Perhaps no moment in Jesus’ life reveals His humanity more than this one. Here He is on the eve of His crucifixion. He knows what awaits Him. He’s already foretold His own death and the manner of it. The Passover was eaten, and the time to offer up the true Lamb of God had come. This was the reason He had come in the first place. And yet the pain of it, the sorrow of it, the heaviness of it weighed upon His heart. He sought His Father, His Abba, and appealed for mercy, for some other way, for the cup to pass from Him. But it could not be so.
Here we see in Jesus’ desperate prayer that He was a man like unto us, that He experienced what we would feel when faced with the same daunting prospect. But perhaps this moment more than most in His life reveals how different He is from us, because He totally submitted to God’s will. He trusted God with this situation, with His life, with His future.
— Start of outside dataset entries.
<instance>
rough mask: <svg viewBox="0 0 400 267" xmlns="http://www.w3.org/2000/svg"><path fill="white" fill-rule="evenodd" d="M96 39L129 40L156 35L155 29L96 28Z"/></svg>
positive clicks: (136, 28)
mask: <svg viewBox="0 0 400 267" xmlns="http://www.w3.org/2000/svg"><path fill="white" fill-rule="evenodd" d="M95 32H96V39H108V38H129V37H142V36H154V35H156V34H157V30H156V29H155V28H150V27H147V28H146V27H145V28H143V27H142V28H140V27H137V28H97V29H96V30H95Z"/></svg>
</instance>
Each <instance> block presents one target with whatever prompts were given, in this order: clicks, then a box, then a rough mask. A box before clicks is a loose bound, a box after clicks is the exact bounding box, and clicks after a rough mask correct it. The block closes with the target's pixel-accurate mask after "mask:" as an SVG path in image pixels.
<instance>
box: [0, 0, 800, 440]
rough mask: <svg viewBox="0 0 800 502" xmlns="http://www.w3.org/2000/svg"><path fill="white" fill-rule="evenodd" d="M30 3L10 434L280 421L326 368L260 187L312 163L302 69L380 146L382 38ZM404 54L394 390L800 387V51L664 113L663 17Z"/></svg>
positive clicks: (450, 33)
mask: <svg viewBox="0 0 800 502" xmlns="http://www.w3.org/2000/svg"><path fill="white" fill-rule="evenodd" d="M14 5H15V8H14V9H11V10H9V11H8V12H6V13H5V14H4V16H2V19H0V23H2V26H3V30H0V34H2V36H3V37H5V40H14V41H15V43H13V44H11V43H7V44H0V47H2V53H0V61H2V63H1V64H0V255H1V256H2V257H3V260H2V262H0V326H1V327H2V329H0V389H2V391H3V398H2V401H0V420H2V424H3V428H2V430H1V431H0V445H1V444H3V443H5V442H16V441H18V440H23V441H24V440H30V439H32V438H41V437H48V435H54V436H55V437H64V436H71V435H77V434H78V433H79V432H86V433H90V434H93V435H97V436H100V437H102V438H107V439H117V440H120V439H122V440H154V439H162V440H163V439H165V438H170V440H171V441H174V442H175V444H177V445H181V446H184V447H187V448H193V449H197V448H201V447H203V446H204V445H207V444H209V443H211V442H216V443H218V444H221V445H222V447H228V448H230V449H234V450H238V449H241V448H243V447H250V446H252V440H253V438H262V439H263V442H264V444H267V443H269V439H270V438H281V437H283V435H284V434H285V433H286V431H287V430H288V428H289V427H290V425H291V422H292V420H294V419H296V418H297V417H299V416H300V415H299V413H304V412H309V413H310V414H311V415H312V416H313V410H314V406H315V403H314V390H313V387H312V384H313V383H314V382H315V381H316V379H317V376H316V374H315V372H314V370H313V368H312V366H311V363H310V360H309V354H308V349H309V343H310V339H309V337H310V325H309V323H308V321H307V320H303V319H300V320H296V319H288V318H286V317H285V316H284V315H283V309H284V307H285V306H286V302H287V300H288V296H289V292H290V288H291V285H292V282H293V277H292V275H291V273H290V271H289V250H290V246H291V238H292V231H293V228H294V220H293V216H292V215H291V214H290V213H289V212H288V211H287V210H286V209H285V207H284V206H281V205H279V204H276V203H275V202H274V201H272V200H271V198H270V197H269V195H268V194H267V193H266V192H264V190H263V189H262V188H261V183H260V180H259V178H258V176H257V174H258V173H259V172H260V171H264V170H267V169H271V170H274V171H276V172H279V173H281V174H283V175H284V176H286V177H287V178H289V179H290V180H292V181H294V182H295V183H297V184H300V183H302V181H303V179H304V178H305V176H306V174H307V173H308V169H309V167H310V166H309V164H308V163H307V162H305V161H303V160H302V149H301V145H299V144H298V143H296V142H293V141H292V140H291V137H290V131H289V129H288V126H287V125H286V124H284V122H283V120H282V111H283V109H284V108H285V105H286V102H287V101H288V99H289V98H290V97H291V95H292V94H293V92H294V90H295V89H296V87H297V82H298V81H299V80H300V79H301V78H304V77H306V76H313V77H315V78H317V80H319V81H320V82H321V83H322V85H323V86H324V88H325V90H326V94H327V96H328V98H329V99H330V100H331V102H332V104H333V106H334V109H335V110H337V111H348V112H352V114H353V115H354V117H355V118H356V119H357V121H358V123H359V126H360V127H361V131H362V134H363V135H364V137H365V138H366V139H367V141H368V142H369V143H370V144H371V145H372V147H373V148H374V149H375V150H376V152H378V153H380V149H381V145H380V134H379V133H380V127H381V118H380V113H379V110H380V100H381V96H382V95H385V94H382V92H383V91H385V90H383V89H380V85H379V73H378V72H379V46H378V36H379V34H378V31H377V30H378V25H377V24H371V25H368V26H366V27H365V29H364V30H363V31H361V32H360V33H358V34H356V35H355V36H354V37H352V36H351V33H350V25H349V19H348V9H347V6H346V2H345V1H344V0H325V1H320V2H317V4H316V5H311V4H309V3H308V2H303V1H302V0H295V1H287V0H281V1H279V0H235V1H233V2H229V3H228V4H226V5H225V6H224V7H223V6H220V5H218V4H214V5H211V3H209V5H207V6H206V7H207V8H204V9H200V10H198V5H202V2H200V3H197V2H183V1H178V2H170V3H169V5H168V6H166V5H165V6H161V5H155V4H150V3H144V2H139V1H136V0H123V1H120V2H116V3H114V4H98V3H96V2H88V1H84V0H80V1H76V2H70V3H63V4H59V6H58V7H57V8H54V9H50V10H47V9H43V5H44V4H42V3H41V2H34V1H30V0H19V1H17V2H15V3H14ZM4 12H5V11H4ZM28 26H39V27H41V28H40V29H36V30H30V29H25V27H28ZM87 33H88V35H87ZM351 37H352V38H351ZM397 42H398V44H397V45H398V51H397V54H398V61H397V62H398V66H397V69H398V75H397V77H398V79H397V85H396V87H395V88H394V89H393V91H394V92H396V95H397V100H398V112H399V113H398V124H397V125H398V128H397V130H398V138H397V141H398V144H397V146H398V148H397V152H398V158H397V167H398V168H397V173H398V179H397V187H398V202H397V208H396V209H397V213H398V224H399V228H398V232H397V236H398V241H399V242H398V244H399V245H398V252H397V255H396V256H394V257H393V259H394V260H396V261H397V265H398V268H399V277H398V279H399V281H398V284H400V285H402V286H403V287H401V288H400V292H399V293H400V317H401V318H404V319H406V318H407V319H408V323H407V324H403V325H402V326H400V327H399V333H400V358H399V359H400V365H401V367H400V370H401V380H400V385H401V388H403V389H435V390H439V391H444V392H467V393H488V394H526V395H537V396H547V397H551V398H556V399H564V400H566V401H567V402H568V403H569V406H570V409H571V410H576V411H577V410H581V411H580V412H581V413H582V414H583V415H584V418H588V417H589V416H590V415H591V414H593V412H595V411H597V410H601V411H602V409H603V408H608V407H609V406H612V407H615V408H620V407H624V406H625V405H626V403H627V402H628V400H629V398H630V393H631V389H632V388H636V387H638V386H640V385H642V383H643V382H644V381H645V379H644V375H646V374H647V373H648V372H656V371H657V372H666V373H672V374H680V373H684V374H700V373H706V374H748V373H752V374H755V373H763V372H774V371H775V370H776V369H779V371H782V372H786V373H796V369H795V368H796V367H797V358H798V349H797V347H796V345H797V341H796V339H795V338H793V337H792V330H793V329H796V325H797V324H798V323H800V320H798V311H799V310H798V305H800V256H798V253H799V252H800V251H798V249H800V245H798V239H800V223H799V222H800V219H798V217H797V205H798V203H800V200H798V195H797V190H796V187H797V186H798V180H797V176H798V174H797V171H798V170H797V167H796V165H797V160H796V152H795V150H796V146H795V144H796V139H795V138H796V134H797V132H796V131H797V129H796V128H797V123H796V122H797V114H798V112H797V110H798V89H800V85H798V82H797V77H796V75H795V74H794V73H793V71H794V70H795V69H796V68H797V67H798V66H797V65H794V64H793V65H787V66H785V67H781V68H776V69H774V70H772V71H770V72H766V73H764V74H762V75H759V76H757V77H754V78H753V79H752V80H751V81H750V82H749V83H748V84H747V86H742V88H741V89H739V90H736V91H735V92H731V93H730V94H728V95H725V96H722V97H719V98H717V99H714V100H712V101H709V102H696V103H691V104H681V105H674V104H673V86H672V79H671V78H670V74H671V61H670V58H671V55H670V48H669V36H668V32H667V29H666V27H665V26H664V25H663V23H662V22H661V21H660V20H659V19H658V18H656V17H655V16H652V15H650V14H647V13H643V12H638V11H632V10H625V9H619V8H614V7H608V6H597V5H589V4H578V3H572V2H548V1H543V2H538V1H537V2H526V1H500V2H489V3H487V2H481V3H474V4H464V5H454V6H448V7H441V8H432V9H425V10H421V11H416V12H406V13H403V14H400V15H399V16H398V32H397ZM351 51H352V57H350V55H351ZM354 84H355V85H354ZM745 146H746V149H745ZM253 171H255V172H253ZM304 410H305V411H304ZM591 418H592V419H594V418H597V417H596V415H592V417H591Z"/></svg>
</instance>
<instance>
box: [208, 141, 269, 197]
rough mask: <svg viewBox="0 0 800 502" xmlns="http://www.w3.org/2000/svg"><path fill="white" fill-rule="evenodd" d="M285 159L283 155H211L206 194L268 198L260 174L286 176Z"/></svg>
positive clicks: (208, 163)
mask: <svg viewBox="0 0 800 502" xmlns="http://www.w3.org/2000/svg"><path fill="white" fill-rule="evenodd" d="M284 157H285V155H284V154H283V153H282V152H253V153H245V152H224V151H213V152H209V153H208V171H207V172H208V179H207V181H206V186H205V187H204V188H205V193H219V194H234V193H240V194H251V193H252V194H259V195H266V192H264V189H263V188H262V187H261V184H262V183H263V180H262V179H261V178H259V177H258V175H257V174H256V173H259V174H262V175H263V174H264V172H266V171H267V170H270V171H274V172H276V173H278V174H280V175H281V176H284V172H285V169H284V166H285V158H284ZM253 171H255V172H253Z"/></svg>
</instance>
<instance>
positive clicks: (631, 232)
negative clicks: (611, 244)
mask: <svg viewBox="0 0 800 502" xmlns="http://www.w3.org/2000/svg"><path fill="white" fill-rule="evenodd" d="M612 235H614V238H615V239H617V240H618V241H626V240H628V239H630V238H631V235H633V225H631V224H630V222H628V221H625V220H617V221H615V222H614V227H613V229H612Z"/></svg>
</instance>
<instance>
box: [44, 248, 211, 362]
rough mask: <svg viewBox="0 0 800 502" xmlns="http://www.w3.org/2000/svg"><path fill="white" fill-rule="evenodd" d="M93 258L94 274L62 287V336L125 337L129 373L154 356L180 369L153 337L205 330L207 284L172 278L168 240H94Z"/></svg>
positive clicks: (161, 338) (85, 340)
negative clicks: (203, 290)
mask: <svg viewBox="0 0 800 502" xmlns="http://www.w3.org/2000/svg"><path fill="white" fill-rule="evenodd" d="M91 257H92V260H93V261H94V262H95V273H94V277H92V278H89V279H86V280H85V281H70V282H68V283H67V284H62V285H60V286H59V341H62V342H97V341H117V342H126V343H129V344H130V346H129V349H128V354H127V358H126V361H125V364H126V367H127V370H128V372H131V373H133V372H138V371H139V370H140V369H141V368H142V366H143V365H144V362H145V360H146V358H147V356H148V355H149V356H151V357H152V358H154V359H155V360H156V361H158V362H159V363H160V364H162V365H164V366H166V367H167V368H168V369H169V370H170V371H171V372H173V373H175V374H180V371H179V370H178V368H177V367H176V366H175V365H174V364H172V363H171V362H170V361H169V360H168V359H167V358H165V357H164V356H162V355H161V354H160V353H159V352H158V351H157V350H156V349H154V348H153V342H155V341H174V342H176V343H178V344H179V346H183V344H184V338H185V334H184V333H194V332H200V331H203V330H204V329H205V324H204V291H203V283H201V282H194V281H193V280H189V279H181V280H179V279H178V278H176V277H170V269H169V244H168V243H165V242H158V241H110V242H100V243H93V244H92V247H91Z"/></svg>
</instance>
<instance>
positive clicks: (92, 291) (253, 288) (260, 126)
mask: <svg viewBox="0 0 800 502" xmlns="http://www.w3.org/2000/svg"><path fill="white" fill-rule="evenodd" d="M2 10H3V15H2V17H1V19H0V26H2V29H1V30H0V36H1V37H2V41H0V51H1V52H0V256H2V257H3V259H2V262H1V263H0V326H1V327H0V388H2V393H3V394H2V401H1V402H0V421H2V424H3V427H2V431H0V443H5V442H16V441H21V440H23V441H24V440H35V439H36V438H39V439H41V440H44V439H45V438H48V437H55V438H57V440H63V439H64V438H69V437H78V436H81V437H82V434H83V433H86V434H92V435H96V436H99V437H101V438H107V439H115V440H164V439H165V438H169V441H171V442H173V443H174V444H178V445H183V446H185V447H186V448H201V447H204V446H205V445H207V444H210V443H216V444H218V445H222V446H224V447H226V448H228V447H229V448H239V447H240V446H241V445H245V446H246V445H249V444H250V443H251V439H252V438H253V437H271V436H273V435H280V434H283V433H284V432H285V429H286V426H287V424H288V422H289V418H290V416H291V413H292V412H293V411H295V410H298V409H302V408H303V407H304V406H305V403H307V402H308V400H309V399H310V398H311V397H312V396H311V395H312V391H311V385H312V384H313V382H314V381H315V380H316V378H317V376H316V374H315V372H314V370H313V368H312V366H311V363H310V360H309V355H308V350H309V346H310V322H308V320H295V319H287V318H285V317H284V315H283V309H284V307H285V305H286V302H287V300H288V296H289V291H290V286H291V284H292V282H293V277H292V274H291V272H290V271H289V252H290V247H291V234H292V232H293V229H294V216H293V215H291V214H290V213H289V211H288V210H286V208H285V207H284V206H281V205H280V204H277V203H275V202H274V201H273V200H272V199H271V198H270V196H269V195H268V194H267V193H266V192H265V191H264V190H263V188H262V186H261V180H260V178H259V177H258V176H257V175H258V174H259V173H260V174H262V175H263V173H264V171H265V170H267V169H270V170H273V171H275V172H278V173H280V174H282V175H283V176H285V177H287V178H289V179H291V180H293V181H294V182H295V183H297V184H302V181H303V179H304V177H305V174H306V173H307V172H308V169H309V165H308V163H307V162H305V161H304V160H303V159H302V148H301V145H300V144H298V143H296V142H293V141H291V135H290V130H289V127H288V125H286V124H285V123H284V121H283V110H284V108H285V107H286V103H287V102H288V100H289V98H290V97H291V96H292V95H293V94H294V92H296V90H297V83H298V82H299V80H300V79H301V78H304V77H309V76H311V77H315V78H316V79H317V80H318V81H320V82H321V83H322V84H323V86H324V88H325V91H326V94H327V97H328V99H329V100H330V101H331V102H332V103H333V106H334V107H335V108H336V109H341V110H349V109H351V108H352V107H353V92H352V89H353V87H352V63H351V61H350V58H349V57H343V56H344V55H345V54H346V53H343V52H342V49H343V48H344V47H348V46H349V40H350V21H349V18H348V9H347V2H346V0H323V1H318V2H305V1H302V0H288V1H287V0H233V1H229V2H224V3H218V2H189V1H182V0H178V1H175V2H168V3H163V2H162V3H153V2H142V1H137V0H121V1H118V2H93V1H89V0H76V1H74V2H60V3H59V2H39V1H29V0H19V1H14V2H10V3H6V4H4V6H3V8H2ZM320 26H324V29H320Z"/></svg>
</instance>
He did not rail against God or question Him or refuse to obey. He did not defy or rebel. He did not turn His back on God if He couldn’t have His way.
That is so unlike us at times. Sometimes we’re willing to pray with faith but without submission. Sometimes we expect to get everything we want from God exactly when and how we want it as if He exists to meet our every demand. Sometimes His will for us is not what we ask for, and we end up bitter and rebellious or we turn away from Him for good. Sometimes we’re not willing to entrust the whole of our lives into His hands.
In the end, though, the kind of relationship that Jesus had with His Father is the kind of relationship that His death invites us into. We can come before God and call Him Father. We can make our requests known. We can lay before Him every hurt, sorrow, fear, and question we have. And we can choose to submit, or not, when He reveals His will to us. Jesus always took the high road, and that’s often the hard road. But may we follow in the footsteps of our Savior and place everything in the Father’s hands and accept His will for our lives.